Object detection is more complicated than image classification. A model usually must do two tasks:
- **segmentation** - determine groups of pixels in an image that belong to the same objects
- **classification** - determine the class of each found object in the image

Due to the complexity of the problem, models for this task are usually very big and not suitable for us to try without proper computational resources. Instead, we will use **pretrained models** - those that has previously undergone training and are for the public to use.

In this example, we will use the `detectron2` model which was developed by Facebook research. First, we need to copy the package from GitHub and install it. Due to an issue with the current version, we will use an older `detectron2`.

This notebook can be used as-is, you do not need to modify anything. At the end, I added a small and simple GUI application to interact with the model.

In [None]:
!git clone https://github.com/facebookresearch/detectron2.git
!pip install 'git+https://github.com/facebookresearch/detectron2.git@5aeb252b194b93dc2879b4ac34bc51a31b5aee13'

The code below is adapted from the demo example of `detectron2` for images. I mainly removed the unnecessary codes and functions to keep it minimal.

In [None]:
import argparse
import glob
import multiprocessing as mp
import numpy as np
import os
import tempfile
import time
import warnings
import torch
from google.colab import files
from detectron2.config import get_cfg
from detectron2.data.detection_utils import read_image
from detectron2.utils.logger import setup_logger
from detectron2.data import MetadataCatalog
from detectron2.engine.defaults import DefaultPredictor
from detectron2.utils.visualizer import ColorMode, Visualizer
import matplotlib.pyplot as plt
from IPython.display import clear_output

def setup_cfg(config_file, opts, confidence_threshold):
    cfg = get_cfg()
    cfg.merge_from_file(config_file)
    cfg.merge_from_list(opts)
    cfg.MODEL.RETINANET.SCORE_THRESH_TEST = confidence_threshold
    cfg.MODEL.ROI_HEADS.SCORE_THRESH_TEST = confidence_threshold
    cfg.MODEL.PANOPTIC_FPN.COMBINE.INSTANCES_CONFIDENCE_THRESH = confidence_threshold
    cfg.freeze()
    return cfg

def run_on_image(predictor, image, metadata):
    vis_output = None
    predictions = predictor(image)
    image = image[:, :, ::-1]
    visualizer = Visualizer(image, metadata, instance_mode=ColorMode.IMAGE)
    if "sem_seg" in predictions:
        vis_output = visualizer.draw_sem_seg(
            predictions["sem_seg"].argmax(dim=0).to(torch.device("cpu"))
        )
    if "instances" in predictions:
        instances = predictions["instances"].to(torch.device("cpu"))
        vis_output = visualizer.draw_instance_predictions(predictions=instances)

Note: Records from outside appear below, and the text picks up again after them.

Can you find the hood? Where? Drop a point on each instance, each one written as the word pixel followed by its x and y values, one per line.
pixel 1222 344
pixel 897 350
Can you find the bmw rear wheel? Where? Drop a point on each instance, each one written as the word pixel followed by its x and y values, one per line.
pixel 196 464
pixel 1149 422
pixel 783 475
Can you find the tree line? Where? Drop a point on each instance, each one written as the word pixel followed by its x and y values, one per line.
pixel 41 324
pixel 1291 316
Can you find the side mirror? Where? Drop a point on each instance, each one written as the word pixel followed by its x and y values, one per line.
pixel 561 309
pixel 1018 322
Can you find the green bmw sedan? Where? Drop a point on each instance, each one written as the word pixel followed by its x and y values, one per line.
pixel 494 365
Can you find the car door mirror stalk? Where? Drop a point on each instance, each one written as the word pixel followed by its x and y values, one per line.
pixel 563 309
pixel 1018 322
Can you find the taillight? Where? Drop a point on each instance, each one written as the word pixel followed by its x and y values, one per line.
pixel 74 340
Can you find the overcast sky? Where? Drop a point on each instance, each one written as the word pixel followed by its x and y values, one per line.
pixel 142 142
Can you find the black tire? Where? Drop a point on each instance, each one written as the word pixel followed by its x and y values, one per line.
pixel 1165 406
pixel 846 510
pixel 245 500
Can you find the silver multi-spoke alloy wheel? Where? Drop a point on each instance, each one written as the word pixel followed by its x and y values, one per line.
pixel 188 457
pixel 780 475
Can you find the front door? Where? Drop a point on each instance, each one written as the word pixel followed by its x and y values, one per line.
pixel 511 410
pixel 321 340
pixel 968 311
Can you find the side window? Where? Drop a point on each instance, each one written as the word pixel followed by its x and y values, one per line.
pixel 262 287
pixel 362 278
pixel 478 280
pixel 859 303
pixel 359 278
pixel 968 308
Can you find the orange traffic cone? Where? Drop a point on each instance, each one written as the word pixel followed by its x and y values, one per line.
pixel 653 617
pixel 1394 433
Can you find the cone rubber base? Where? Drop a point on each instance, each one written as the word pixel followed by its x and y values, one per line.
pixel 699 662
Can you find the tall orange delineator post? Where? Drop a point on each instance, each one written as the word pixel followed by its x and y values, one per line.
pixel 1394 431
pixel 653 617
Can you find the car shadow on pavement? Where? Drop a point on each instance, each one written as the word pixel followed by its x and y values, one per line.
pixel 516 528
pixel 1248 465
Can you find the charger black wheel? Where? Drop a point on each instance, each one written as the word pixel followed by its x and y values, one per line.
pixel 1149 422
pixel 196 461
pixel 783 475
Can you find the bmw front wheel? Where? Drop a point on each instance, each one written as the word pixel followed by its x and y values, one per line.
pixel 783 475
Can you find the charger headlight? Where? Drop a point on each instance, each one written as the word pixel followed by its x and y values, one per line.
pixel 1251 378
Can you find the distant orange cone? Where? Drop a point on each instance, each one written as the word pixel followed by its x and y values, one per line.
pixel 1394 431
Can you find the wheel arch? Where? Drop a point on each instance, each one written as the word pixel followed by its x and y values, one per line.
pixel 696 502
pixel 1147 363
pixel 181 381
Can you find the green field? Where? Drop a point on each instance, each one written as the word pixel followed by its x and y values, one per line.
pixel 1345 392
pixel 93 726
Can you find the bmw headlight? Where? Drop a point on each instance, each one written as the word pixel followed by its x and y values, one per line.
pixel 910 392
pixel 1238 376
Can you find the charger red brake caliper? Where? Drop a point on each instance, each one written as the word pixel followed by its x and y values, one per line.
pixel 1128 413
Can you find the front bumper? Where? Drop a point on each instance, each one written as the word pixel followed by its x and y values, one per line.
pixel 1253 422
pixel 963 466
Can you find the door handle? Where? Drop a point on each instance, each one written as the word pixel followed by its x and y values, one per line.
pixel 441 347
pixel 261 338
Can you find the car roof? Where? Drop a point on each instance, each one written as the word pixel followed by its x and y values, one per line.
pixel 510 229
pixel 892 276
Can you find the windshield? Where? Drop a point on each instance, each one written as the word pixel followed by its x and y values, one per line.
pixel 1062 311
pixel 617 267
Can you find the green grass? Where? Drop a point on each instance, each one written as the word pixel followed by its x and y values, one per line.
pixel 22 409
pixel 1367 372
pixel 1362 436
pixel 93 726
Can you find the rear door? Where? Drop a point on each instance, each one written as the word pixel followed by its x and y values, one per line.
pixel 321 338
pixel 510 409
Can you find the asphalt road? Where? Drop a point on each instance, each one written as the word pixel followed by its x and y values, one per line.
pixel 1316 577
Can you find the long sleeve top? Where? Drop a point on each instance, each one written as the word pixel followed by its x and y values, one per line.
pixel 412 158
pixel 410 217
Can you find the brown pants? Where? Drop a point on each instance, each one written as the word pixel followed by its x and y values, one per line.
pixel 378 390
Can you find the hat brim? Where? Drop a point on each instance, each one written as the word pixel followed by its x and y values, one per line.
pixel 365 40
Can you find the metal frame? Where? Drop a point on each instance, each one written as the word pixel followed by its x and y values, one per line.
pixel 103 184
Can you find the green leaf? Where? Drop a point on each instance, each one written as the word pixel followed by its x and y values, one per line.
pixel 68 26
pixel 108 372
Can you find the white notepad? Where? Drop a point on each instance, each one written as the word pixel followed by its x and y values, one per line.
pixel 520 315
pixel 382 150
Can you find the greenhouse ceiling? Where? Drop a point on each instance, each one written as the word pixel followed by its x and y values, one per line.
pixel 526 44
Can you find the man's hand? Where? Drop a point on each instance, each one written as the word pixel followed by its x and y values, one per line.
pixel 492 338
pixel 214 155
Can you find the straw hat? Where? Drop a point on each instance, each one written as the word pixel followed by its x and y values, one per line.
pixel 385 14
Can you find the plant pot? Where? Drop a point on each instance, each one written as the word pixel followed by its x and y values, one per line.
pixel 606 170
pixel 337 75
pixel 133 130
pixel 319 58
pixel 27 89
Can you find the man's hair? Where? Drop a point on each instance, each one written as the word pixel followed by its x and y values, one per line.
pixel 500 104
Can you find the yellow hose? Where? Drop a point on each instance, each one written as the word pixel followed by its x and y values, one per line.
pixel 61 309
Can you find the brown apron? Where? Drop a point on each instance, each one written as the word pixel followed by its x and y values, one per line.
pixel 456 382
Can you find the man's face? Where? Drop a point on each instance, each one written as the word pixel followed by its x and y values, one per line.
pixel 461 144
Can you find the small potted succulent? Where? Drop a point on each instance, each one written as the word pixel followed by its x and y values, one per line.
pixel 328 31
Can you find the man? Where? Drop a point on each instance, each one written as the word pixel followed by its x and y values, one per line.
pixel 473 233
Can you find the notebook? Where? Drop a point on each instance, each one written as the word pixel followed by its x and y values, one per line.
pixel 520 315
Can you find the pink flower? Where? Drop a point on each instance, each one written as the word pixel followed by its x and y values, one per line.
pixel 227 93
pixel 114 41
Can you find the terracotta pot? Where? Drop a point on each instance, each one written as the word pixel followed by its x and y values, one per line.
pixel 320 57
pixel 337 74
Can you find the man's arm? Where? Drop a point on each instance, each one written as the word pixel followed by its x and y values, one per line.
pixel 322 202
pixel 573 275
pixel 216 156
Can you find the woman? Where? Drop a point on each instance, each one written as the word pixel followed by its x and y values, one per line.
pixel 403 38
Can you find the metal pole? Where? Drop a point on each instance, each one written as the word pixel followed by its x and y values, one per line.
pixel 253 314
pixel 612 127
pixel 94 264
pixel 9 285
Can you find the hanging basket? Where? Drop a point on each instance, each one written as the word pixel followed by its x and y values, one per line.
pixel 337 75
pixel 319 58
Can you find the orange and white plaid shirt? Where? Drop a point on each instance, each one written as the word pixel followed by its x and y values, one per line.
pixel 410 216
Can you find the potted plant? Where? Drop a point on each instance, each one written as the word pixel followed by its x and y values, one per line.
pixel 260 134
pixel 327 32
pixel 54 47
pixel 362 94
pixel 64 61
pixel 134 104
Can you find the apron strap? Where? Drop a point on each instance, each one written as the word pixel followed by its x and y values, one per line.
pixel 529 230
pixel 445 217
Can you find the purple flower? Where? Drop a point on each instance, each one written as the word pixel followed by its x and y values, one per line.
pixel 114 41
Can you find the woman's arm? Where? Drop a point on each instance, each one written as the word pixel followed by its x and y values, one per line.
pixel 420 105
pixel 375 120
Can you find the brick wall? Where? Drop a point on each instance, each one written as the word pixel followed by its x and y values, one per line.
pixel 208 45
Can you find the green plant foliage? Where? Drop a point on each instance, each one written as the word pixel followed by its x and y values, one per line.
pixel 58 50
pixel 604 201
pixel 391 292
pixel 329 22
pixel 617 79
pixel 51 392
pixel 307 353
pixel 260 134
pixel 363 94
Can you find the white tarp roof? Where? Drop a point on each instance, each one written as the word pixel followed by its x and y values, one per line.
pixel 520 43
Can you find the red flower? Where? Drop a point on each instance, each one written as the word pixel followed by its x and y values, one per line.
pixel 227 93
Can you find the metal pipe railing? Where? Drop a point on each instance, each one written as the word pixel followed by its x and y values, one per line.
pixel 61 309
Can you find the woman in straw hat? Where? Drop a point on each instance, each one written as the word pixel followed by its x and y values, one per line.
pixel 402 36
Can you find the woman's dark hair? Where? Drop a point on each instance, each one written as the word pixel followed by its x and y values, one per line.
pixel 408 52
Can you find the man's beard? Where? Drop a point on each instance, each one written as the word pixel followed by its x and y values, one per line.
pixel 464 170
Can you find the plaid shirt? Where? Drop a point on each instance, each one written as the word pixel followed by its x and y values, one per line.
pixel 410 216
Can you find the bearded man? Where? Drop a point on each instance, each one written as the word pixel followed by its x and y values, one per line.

    return predictions, vis_output

mp.set_start_method("spawn", force=True)
cfgfile = 'detectron2/configs/COCO-InstanceSegmentation/mask_rcnn_R_50_FPN_3x.yaml'
opts = ['MODEL.WEIGHTS','detectron2://COCO-InstanceSegmentation/mask_rcnn_R_50_FPN_3x/137849600/model_final_f10217.pkl']
cfg = setup_cfg(cfgfile, opts, 0.7)
predictor = DefaultPredictor(cfg)
metadata = MetadataCatalog.get(
    cfg.DATASETS.TEST[0] if len(cfg.DATASETS.TEST) else "__unused"
)

model_final_f10217.pkl: 178MB [00:00, 184MB/s]                           


# Application

Finally, we launch our application on top of the `detectron2` model as below.

In [None]:
import ipywidgets as widgets
from IPython.display import display, clear_output
import io
from PIL import Image

button_predict = widgets.Button(description="Detect")
uploader = widgets.FileUpload(multiple=False)
output = widgets.Output()
display(button_predict, uploader, output)


@output.capture()
def on_predict_clicked(b):
  output.clear_output()
  try:
    image = Image.open(io.BytesIO(list(uploader.value.values())[0]['content']))
    image = np.array(image.convert("RGB"))
    predictions, visualized_output = run_on_image(predictor, image, metadata)
    plt.figure(figsize=(8,8))
    plt.imshow(visualized_output.get_image()[:, :, ::-1])
    plt.show()
  except:
    print('Please upload an image first')

button_predict.on_click(on_predict_clicked)

Button(description='Detect', style=ButtonStyle())

FileUpload(value={}, description='Upload')

Output()